Y al fin andar sin pensamiento:
El paso del tiempo, en el mejor de los casos, suele cambiarnos y por ende, cambiar la perspectiva de las cosas. Esta es la premisa sobre la cual se apoya Tiempo perdido (2019), opera prima de los realizadores argentinos Francisco Novick y Natalio Pagés, que puede caracterizarse como un drama intimista pero quizás con más precisión como un coming of age.
En términos formales, es una película austera, mesurada y adecuadamente ejecutada. Está focalizada en el punto de vista de un protagonista adulto detenido en la adolescencia, donde el recurso al flashback está al servicio de reponer información del pasado.
Agustín (Martín Slipak) vive hace seis años en Oslo. Allí tiene un cargo en la universidad y está realizando una investigación sobre la influencia de Ibsen en el teatro nórdico contemporáneo. Está casado con una mujer noruega que es pediatra, a quien define como inteligente y responsable. En suma, es una mujer que le es funcional y que le garantiza un orden de vida convencional.

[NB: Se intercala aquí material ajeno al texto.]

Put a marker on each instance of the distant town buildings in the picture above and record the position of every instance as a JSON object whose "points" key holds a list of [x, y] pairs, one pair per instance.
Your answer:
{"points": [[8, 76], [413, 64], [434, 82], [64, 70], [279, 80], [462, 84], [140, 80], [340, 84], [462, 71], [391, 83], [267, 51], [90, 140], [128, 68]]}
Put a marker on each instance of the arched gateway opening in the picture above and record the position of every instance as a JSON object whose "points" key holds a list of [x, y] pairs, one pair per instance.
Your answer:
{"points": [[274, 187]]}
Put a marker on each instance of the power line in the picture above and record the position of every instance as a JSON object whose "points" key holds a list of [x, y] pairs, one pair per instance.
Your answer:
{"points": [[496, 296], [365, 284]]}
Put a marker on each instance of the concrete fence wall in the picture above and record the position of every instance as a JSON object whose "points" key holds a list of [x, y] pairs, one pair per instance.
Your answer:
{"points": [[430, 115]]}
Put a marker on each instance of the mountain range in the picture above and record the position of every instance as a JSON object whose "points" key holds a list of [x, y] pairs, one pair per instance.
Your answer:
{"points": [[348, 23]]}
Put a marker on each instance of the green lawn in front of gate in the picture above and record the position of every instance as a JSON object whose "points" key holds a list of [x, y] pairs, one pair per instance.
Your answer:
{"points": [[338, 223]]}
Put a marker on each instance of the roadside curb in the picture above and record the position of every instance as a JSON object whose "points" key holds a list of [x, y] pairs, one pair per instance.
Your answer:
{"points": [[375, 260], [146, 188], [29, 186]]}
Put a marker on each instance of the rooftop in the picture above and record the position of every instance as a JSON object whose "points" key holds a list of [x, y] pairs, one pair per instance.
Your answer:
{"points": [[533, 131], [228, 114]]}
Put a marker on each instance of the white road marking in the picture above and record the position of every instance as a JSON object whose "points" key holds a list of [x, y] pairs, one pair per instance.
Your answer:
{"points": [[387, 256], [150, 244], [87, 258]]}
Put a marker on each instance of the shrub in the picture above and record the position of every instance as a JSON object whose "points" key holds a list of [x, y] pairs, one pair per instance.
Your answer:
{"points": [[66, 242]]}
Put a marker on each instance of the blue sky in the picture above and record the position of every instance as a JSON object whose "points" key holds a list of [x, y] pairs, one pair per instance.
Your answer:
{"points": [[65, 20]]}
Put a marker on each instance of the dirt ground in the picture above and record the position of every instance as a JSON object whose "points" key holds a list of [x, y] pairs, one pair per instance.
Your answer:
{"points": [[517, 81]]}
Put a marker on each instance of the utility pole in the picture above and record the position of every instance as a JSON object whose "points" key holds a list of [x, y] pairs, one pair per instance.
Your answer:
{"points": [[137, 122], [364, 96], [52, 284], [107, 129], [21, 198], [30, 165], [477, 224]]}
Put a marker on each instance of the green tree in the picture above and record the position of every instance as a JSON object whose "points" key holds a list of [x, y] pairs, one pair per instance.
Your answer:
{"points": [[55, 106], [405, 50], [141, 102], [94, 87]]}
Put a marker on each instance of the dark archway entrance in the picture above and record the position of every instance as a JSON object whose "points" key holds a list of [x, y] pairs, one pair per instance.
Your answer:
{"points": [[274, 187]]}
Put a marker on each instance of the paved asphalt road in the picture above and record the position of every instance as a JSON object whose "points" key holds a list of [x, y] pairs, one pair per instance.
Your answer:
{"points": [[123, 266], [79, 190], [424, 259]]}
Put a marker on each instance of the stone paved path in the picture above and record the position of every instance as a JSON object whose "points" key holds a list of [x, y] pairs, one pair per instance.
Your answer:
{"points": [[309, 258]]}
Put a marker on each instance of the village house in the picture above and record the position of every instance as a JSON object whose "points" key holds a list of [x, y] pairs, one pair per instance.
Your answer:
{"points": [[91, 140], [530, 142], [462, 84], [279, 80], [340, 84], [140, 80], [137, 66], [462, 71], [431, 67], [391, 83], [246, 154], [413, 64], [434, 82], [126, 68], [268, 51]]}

Un ciclo de conferencias sobre teatro nórdico patrocinado por la embajada de Noruega lo trae como expositor a Buenos Aires, luego de cierto tiempo. Su vestimenta de colores oscuros y fríos, su rutina fija de conferencias y horas en la biblioteca, su comentario sobre el trabajo de una colega calificándolo como “puro sentimentalismo vacío”, ya caracterizan su posición. La de Agustín es una vida monótona, dedicada al trabajo, marcada por un profundo y asfixiante sentido de la responsabilidad de devolverle a la sociedad la formación que ha recibido a través de sus eruditos estudios. Es el paradigma del neurótico obsesivo, consagrado a los devaneos intelectuales y al deber ser más que a la pasión vivificante, a la cual considera superflua e insignificante en relación con la hazaña racional de su gesta. En suma, el ocio de la vida es para él una pérdida de tiempo.
Este viaje a Buenos Aires lo reencuentra con Marina (María Canale), un viejo amor de juventud, de quien se escabulle bajo pretexto de sus importantes conferencias. Como buen obsesivo, con sus obligaciones mata todo deseo que pueda aparecer en él y en ella, no sea cosa que pierda el control del rumbo de su vida. En oposición a él, Marina es una bocanada de aire fresco. Por su interés por la música y su carácter errático y ambiguo, encarna un deseo femenino temible.
El circunspecto protagonista concreta en esta ocasión un reencuentro con Carlos (Cesar Brie), su profesor de literatura del secundario. Cuando Agustín se reúne con él, conserva del maestro su mirada de adolescente. Es una figura paterna idealizada. Sus clases ejercieron sobre él un influjo profundo que determinó su decisión de estudiar Letras. Agustín se dispone a declararle su devoción y a devolverle un libro de Ibsen que le prestó cuando era su profesor. Ibsen en este contexto es una intertextualidad acertada, ya que sus personajes generalmente se caracterizan por romper con las convenciones y los mandatos de la época, engendrando la pregunta acerca de si Agustín podrá liberarse del corset de su ritualizada vida.
El encuentro de Agustín con Carlos convoca a preguntarnos una vez más: ¿Qué es un padre? ¿Es aquel que transmite un Ideal o aquel que transmite un deseo? Bajo la mirada adolescente de Agustín, Carlos y sus encendidas clases marcaron para él el rumbo hacia el ideal de la literatura, hacia su estudio meticuloso y razonado. Pero en la conversación, ese hombre al que mira con devoción comienza a aparecer bajo otro prisma. Tras el dolor por la separación de su esposa, ya no da clases y la literatura está lejos de ser su centro de interés, que hoy pasa por la felicidad de haber podido enamorarse otra vez. La conversación en el restaurante entre ambos es claramente un duelo donde se contraponen dos modos distintos de gozar: razón científica vs pasión romántica. Porque al fin y al cabo, ¿de qué sirve el saber sino podemos operar con él para ser más felices? ¿Es acaso tiempo perdido el que se le dedica al disfrute o el que se consagra devotamente al saber teórico sin consecuencias concretas?
El reencuentro con Carlos marca para Agustín la caída del padre idealizado de la adolescencia, que ahora aparece bajo una nueva luz: la del padre que es capaz de transmitir su deseo por una mujer. Y acaso entonces pueda ser posible para él animarse a un desvío, jugársela por un amor.